The woman’s family participated in the protest, in part, to help raise funds for her marriage arrangements.

Her father told The News Minute (TNM) that ever since she spoke to the media about her alleged abuse, she has been receiving threatening calls. The woman planned to attend a press event in Kochi on Tuesday but declined at the last moment because of the threats.

According to her father, she was threatened by people who called her and posed as journalists.

“They were blaming the people who were leading the protest, saying they are against the Church and are trying to defame the convent, and that she should not be part of them,” he said.

The woman, who hails from a Dalit Christian family, now works as a teacher in Karnataka.

“I left to become a nun before I wrote my Class 12 exams [equivalent to high school graduation]. After a few years, I realised that the attitude of most superiors inside the convent was not the same. I faced restrictions from all quarters. They expected me to cook all day and every day because I could cook well. I am also a social person. However, they did not let me talk to people or make friends. They had a problem with me being me,” she told TNM.

Speaking about her decision to leave, she said that she received a lot of support from both her family as well as her friends. However, she complained that the Church refused to offer any compensation for her years of service.

In the Indian press, her case is being compared to that surrounding Bishop Franco Mullakal of Jalandhar, who was arrested on Sept. 21, 2018, in Kerala after a months-long investigation into the accusations of a nun claiming he raped her 13 times between 2014 and 2016. He was released on bail on Oct. 15, 2018.

The nun is a member of the Punjab-based Missionaries of Jesus congregation, but said the attacks happened in Kuravilangad, the location of one of the order’s convents in Kerala.

Another nun, Sister Lucy Kalapura, was kicked out of her order, Franciscan Clarist Congregation, after participating in protests against Mulakkal.

The father of the former nun from St. Joseph’s in Pachalam complained about the attitude of the Church.

“Despite large public support, the Church is still against the survivor nun in the Bishop Franco Mulakkal rape case, and Sister Lucy who came out in support of her. We come from a humble background and after the threat calls, she is afraid of whether we will be left alone in this,” he told TNM.
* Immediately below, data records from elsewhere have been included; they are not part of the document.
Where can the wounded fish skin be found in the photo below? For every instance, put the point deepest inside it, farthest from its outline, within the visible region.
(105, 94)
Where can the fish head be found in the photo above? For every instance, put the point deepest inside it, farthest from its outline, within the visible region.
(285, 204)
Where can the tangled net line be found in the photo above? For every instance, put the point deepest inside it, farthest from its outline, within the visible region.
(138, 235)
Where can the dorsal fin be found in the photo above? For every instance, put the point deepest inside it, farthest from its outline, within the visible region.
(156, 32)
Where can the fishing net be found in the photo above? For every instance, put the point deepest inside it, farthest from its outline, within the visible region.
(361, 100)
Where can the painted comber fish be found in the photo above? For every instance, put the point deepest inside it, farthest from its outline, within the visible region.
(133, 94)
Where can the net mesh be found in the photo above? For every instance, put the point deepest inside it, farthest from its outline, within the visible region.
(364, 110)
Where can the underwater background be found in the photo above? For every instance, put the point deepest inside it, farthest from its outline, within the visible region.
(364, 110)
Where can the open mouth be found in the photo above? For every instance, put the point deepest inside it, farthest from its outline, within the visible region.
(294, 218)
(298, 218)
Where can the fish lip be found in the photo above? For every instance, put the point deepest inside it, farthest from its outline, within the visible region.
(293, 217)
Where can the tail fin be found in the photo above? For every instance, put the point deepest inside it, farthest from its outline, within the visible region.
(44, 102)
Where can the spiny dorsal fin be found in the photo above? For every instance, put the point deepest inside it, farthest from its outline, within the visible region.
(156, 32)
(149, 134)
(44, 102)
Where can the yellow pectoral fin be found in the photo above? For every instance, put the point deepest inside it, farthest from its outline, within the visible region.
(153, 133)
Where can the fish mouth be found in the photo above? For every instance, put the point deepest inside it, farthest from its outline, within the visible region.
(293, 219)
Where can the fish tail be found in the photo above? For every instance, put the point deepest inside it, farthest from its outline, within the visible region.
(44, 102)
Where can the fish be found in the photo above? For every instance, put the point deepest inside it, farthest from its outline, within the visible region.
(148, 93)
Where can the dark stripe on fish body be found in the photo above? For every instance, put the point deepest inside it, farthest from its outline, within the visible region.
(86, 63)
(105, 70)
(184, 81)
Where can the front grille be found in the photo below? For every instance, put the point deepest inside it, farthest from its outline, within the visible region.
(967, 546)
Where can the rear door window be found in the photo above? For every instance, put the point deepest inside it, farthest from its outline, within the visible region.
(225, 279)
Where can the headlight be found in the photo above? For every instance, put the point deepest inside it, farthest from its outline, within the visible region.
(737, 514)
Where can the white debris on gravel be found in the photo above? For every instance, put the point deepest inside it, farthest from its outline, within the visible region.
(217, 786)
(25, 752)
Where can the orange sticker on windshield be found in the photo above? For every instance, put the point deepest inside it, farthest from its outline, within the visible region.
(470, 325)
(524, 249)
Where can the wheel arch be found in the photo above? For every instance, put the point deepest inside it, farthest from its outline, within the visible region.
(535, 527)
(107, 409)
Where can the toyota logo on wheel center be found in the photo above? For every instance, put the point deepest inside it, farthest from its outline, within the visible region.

George Joseph, a member of the executive committee of the Kerala Christian Reformation Movement (KCRM), said the Church owes the former nun for her work at the convent, where she lived from the age of 17 until she was 28.

“Usually, the Church is supposed to ensure a job to the person who has left the institution and offer any kind of support depending on his/her financial position. In this case, not only did the Church not offer any compensation, they even refused to return the patrimony of 30,000 rupees [about $420] that the family had given when the sister joined the convent,” Joseph told TNM.

“We took an appointment with the provincial of the convent and discussed the issue with them. The former nun’s family comes from a very poor financial position. They needed the money, especially when they fixed her wedding. However, the convent authorities asked us not to intervene and promised that they would offer the compensation directly to the nun’s family,” he added.

Despite waiting for over four months, there has been no compensation from the congregation.

“Anyone who has put in work and contributed to an institution deserves to be compensated. A domestic worker who works in your house is compensated on a daily basis. So why is there an exception for those working in the Church? The nun in question and her family deserve to receive her dues from the Church,” George said.

He also said that members of the KCRM were planning on taking the issue to court.

“There seems to be no precedent to this case. We had discussed with a few lawyers on whether it would be a good idea to take the fight to the court. We have decided that, win or lose, we will fight this out legally,” George told TNM.

“We will wait till January 25. If there is no favourable response, we will start a hunger strike from next day,” he said. “It is important that the public stands strong in this protest.”